Professor Monty begins the lecture by reminding the audience of the previous discussion on finding absolute maximum and minimum values. The focus of today's lecture is to extend this knowledge to economic problems, specifically looking at optimization in business and economic contexts. The section, 3.5, is about finding absolute maximum and minimum values for business applications. The first problem involves finding the maximum profit by analyzing a given revenue function and cost function, where both are measured in thousands of dollars, and the number of units, x, is also in thousands. The goal is to maximize profit, which is calculated as revenue minus cost.

The process of finding the maximum profit involves setting up the profit function as revenue minus cost and then finding its derivative. The derivative of the profit function is set to zero to find critical values. After simplifying the derivative, two potential solutions for x are found: x = 11 and x = -1. Since negative units of production are not feasible, x = 11 is chosen as the critical value. To confirm that this is a maximum, the second derivative test is used. The second derivative of the profit function at x = 11 is negative, indicating a maximum. Therefore, producing 11,000 units is concluded to maximize the profit.

The next step is to calculate the maximum profit by substituting x = 11 into the original profit function. The calculation yields a repeating decimal, which is then multiplied by 1000 to reflect the profit in thousands of dollars. The maximum profit is found to be $182,333. The problem then shifts to a clothing firm scenario where the price and cost functions are given, and the task is to find the total revenue, total profit, the number of units to produce for maximum profit, and the price that will maximize profit. The revenue function is derived from the given price function, and the profit function is calculated by subtracting the cost function from the revenue function.
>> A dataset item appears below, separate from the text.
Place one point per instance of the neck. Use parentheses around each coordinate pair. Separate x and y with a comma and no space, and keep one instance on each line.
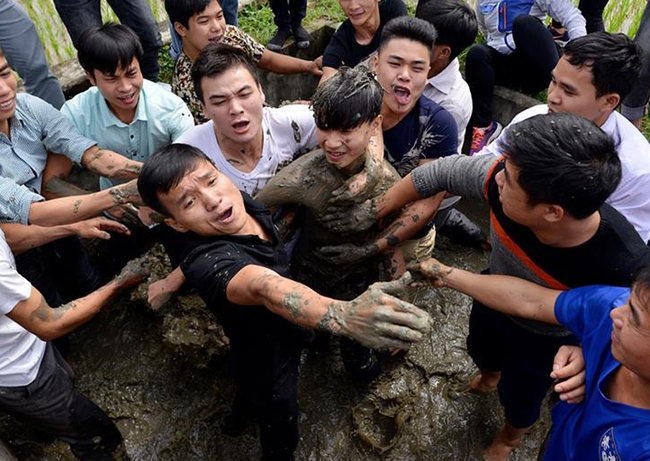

To find out how many suits need to be produced and sold to maximize profit, the derivative of the profit function is taken and set to zero. The critical value obtained is x = 100, which is verified to be a maximum using the second derivative test. The maximum profit is then calculated by substituting x = 100 into the profit function, resulting in a maximum profit of $3,500. The price that should be set per suit to maximize profit is also found by substituting x = 100 into the given price function, resulting in a price of $100 per suit.

The final problem involves a university looking to maximize revenue from football game tickets. The current ticket price is $18, and for every $3 decrease in ticket price, attendance increases by 10,000 people. The revenue function is constructed by considering the ticket price, the number of attendees, and the additional revenue from concessions. The problem is to find the price per ticket that will maximize revenue and the corresponding number of attendees. The revenue function is derived, and the derivative is taken to find critical values. The critical value x = 1.75 is found, and it is verified to be a maximum using the second derivative test.

The optimal ticket price is calculated by substituting the critical value x = 1.75 into the price function, resulting in a price of $12.75 per ticket. The number of tickets that would be sold at this price is determined by adding the increase in attendance (10,000 times 1.75) to the original 40,000 attendees, resulting in 57,500 tickets. The maximum revenue is then calculated by substituting x = 1.75 into the revenue function, yielding a revenue of $991,875. This not only exceeds the original revenue but also implies a higher profit due to reduced costs associated with a larger attendance.

The lecture concludes with a reminder of the importance of verifying critical values using either the first or second derivative test to ensure that they represent a maximum. The process is emphasized as essential for confirming that the calculated values indeed lead to the maximum profit or revenue. The professor encourages practice and perseverance, highlighting that the problems are applications of concepts previously learned.